Friday, August 9, 2013

"In the Basement" by Isaac Babel (1926)

Isaac Babel (1894 to 1940, born Odessa, died Moscow)  is universally regarded as a great short story writer.  His Odessa Tales chronicle the life of people whose culture we know was doomed.  The stories  of Babel depict a culture with great respect for the reading life.   I read and posted on a modern collection of his stories, Red Calvary and other Stories in 2010.   I decided to reread "In the Basement" when I read in a recent posting that George Saunders, a very highly regarded contemporary author of short stories (Tenth of December), said that it was his favorite short story.

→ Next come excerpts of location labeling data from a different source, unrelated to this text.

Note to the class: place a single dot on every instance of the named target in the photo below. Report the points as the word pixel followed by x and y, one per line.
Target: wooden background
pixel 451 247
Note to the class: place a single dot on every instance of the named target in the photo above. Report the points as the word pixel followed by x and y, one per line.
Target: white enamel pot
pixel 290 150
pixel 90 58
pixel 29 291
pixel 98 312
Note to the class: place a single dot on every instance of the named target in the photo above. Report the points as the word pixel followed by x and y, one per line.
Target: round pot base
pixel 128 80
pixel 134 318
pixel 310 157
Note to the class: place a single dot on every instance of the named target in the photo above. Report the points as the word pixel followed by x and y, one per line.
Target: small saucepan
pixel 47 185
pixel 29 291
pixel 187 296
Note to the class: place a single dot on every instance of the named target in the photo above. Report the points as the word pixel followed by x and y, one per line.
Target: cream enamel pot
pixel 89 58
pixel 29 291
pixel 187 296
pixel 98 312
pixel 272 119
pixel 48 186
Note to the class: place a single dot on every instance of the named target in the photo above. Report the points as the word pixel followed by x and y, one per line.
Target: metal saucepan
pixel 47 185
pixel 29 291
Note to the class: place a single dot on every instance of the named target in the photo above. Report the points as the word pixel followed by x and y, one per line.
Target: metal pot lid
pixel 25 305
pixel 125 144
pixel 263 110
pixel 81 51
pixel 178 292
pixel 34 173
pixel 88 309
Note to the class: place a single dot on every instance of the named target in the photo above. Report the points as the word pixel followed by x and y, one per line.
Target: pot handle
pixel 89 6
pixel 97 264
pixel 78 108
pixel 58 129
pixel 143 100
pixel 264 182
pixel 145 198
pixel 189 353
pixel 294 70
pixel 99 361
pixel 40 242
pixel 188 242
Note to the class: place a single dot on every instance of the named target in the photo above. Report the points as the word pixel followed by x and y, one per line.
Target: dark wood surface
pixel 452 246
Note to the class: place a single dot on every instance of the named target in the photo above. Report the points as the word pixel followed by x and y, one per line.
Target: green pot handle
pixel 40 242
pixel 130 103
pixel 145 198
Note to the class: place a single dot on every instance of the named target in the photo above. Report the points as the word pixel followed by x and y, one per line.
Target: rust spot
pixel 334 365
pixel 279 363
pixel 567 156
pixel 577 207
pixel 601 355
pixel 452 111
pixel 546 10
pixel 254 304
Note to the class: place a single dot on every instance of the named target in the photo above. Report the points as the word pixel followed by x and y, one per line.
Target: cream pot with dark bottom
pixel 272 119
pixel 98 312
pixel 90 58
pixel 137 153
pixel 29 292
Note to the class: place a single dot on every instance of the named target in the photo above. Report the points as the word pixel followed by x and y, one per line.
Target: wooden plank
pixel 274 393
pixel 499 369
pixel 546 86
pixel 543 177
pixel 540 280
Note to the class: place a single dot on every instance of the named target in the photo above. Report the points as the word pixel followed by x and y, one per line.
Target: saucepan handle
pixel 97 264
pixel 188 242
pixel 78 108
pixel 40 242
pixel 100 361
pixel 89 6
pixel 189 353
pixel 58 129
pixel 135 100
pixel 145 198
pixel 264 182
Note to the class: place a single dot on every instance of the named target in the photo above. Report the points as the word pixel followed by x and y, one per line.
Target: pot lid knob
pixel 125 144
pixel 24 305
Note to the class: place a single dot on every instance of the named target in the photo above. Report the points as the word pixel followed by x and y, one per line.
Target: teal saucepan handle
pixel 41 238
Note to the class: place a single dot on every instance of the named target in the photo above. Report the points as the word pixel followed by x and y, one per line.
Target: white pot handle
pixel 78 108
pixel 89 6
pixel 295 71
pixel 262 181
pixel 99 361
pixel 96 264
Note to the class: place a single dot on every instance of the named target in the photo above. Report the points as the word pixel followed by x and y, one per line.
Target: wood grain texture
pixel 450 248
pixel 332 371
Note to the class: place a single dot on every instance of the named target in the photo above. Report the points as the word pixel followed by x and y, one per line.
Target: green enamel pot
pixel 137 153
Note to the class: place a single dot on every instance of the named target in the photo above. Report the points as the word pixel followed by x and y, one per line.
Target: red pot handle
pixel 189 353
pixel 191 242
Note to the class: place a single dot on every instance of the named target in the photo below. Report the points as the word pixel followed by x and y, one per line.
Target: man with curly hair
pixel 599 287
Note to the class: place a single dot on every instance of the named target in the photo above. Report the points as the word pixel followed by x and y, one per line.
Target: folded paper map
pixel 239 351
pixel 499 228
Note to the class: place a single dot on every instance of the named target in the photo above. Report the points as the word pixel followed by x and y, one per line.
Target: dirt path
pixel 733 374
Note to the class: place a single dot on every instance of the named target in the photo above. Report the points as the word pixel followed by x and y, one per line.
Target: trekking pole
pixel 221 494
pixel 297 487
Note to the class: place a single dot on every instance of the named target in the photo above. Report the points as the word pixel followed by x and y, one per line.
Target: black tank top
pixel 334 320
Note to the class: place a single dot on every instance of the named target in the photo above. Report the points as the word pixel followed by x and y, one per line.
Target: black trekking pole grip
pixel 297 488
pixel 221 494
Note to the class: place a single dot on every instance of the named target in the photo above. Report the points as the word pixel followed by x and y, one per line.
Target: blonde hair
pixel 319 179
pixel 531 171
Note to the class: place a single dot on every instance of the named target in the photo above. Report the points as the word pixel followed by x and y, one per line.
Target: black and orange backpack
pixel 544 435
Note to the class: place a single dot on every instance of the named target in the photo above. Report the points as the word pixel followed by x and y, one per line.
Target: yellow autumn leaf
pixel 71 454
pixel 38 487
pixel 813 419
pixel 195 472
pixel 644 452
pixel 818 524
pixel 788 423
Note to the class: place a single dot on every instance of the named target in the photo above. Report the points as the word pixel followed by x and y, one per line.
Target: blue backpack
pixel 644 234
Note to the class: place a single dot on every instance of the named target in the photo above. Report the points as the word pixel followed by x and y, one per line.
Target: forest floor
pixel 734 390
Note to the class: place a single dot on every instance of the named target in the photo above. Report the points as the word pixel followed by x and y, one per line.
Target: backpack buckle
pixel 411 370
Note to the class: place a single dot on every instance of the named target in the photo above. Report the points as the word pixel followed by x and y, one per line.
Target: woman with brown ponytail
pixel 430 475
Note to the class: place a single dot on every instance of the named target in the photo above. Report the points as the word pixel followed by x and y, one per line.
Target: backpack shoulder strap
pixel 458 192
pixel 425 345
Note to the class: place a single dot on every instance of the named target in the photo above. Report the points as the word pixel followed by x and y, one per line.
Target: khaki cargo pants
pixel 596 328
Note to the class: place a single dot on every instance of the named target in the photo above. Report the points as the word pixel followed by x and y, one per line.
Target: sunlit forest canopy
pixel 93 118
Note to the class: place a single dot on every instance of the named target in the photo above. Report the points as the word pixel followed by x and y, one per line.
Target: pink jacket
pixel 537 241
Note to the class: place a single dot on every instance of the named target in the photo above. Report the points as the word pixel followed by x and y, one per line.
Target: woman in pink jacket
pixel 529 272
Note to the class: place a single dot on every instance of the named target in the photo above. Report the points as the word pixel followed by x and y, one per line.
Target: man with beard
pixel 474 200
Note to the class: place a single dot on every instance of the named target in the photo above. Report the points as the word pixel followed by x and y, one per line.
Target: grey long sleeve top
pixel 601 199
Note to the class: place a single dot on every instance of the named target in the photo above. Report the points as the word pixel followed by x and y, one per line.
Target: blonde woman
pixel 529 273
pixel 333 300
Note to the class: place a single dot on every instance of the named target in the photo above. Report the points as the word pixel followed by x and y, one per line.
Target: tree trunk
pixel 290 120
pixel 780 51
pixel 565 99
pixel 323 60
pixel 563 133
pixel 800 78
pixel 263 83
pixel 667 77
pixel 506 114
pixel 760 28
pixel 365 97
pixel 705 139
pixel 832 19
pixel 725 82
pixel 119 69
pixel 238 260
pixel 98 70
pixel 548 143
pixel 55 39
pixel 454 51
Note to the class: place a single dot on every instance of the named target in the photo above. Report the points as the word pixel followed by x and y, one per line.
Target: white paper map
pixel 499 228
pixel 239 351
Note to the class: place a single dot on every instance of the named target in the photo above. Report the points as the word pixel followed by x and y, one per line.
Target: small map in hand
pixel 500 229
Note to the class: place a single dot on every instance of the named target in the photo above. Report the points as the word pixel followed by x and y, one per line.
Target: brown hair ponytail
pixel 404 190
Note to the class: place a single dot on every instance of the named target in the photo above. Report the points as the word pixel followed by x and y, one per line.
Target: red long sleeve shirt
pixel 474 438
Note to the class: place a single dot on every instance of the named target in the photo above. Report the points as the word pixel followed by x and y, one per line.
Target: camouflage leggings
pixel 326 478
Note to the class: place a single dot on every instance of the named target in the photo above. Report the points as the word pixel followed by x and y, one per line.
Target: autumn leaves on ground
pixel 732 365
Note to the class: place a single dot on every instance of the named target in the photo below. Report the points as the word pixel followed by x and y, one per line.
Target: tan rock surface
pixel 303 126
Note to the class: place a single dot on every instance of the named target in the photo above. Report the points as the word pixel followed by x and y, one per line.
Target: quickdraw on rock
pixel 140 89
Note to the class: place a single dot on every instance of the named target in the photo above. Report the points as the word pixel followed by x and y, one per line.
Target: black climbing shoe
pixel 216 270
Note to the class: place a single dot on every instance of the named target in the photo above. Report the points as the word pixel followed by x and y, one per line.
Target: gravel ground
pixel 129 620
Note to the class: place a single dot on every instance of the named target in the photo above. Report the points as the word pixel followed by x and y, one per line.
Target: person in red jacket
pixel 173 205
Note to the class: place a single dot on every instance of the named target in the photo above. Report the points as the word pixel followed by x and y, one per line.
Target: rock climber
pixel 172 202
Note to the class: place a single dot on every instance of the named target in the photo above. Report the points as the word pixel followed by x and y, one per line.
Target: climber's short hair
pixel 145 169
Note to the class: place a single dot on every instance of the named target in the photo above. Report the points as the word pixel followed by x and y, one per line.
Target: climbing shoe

"In the Basement" is set amongst a multi-generational family in Odessa in the 1920s.   It is very much a story about the permeation of the culture by texts.   One might see in the deeply Talmudic roots of the culture the genesis of the import of reading as an activity to be done in depth, with only writers like Spinoza and Shakespeare as truly worthy of attention.   ( I think Babel saw Guy de Maupassant as among the greatest 19th century European writers.). It is also a story about the folly of the young, class differences in Odessa, jealousies over those with more money, and family ties.   The ending, as Saunders says, is incredibly harsh.  There are beautifully perfectly done quotations from Julius Caesar.